The German got to his feet and began walking down the passageway between the rows of piled barrels. As he went he helped himself along with his hands. McGregor went back to work. After the retreating form of the German he shouted, “Get a new place when you can Dutch, I’ll be taking this job away from you when I’m ready for it.”
That evening as McGregor walked to the car he saw the little grey-haired superintendent standing waiting for him before a saloon.

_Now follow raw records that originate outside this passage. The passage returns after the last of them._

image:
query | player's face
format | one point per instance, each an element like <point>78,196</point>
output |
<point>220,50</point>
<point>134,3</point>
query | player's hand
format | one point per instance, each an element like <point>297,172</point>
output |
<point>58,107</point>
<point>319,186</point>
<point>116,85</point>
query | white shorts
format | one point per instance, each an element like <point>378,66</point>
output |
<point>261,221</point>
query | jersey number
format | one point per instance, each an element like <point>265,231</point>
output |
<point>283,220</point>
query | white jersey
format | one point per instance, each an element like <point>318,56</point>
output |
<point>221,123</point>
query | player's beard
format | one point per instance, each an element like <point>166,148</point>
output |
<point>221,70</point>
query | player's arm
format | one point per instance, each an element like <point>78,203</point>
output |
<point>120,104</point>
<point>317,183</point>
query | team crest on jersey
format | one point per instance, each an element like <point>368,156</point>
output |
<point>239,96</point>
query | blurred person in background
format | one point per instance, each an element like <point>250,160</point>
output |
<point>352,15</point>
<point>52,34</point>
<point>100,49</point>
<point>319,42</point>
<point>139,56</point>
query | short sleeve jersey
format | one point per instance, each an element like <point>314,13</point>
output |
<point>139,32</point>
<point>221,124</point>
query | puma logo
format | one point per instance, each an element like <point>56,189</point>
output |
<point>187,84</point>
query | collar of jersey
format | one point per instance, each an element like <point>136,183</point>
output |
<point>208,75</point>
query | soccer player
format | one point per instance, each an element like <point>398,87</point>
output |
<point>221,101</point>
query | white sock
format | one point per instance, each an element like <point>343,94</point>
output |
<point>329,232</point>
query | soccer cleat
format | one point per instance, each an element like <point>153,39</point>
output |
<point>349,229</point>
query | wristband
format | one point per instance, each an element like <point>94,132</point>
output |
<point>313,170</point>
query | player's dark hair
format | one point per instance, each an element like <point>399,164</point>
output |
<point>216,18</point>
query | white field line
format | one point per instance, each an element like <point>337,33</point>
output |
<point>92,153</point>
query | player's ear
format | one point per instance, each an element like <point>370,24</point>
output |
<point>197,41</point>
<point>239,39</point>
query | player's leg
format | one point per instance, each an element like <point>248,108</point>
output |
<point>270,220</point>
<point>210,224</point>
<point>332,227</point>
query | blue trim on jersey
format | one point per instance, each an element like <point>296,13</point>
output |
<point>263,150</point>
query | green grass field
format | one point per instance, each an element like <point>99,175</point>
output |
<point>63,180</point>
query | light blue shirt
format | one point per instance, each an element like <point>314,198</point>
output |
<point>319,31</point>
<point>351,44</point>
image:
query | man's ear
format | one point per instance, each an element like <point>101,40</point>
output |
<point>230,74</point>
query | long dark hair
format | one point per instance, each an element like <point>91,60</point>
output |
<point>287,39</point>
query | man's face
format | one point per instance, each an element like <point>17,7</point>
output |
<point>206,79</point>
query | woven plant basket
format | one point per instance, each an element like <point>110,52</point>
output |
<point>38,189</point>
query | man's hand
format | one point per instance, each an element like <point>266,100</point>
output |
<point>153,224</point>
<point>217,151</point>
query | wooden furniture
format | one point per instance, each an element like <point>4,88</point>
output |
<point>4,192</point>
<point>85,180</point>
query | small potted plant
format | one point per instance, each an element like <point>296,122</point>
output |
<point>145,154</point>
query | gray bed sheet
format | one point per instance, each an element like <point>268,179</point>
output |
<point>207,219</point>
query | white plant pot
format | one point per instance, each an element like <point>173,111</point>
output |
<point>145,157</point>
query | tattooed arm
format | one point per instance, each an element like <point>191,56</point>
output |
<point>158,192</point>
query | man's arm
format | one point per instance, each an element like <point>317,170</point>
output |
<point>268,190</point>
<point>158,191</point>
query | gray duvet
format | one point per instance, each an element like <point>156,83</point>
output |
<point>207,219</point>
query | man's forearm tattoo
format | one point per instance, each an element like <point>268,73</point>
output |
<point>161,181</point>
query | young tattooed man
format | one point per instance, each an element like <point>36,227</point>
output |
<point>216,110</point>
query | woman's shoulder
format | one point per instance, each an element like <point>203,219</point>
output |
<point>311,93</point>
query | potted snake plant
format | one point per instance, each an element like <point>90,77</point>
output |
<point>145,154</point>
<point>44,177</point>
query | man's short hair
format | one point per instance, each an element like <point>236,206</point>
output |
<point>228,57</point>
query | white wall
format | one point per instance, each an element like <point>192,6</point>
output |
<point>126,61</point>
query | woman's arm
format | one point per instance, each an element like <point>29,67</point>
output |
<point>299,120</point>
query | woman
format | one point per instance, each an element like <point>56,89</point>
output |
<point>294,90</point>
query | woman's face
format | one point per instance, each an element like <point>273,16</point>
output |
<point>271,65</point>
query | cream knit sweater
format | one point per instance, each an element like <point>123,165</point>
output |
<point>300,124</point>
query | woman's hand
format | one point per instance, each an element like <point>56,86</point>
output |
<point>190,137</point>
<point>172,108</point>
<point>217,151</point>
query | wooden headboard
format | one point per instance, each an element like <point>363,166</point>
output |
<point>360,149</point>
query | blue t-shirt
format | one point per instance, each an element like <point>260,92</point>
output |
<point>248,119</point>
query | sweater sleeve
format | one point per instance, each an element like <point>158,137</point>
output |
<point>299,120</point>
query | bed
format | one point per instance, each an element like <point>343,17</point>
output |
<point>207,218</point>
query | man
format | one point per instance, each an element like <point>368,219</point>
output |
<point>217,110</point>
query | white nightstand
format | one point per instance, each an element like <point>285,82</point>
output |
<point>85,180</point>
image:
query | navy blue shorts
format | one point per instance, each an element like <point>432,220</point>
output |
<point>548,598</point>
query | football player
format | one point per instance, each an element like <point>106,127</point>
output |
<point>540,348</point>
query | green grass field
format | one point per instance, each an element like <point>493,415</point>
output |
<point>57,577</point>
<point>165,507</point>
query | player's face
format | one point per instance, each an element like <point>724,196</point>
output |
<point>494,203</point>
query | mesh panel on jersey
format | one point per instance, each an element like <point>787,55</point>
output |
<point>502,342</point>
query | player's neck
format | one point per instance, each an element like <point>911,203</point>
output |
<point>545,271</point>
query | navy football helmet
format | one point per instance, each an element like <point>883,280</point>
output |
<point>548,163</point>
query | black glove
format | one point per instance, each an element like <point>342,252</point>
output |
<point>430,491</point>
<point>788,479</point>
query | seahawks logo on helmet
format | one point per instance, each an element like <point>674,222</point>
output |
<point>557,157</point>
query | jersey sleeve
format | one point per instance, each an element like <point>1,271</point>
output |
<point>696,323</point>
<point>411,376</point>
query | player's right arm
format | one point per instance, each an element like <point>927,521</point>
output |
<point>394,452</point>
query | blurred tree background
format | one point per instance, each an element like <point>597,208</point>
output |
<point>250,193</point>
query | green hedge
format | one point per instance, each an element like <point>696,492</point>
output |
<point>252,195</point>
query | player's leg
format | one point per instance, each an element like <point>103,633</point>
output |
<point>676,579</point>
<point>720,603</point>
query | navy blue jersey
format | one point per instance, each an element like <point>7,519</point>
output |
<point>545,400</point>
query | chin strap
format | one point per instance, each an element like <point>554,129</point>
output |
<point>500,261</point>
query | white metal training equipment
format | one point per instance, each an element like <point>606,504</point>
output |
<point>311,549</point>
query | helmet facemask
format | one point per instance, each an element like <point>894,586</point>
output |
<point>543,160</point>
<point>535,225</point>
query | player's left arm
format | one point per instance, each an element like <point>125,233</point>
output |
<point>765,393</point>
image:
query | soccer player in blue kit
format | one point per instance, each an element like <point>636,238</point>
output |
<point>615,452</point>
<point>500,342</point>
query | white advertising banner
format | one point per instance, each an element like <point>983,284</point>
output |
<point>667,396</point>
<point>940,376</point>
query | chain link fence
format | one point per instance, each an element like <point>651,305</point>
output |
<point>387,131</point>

The man made a sign and McGregor walked across and stood beside him. They went together into the saloon and stood leaning against the bar and looked at each other. A smile played about the lips of the little man. “What have you been doing to Frank?” he asked.
McGregor turned to the bartender who stood waiting before him. He thought that the superintendent intended to try to patronise him by buying him a drink and he did not like the thought. “What will you have? I’ll take a cigar for mine,” he said quickly, defeating the superintendent’s plan by being the first to speak. When the bartender brought the cigars McGregor paid for them and walked out at the door. He felt like one playing a game. “If Frank meant to bully me into submission this man also means something.”
On the sidewalk before the saloon McGregor stopped. “Look here,” he said, turning and facing the superintendent, “I’m after Frank’s place. I’m going to learn the business as fast as I can. I won’t put it up to you to fire him. When I get ready for the place he won’t be there.”
A light flashed into the eyes of the little man. He held the cigar McGregor had paid for as though about to throw it into the street. “How far do you think you can go with your big fists?” he asked, his voice rising.
McGregor smiled. He thought he had earned another victory and lighting his cigar held the burning match before the little man. “Brains are intended to help fists,” he said, “I’ve got both.”
The superintendent looked at the burning match and at the cigar between his fingers. “If I don’t which will you use on me?” he asked.
McGregor threw the match into the street. “Aw! don’t bother asking,” he said, holding out another match.
McGregor and the superintendent walked along the street. “I would like to fire you but I won’t. Some day you’ll run that warehouse like a clock,” said the superintendent.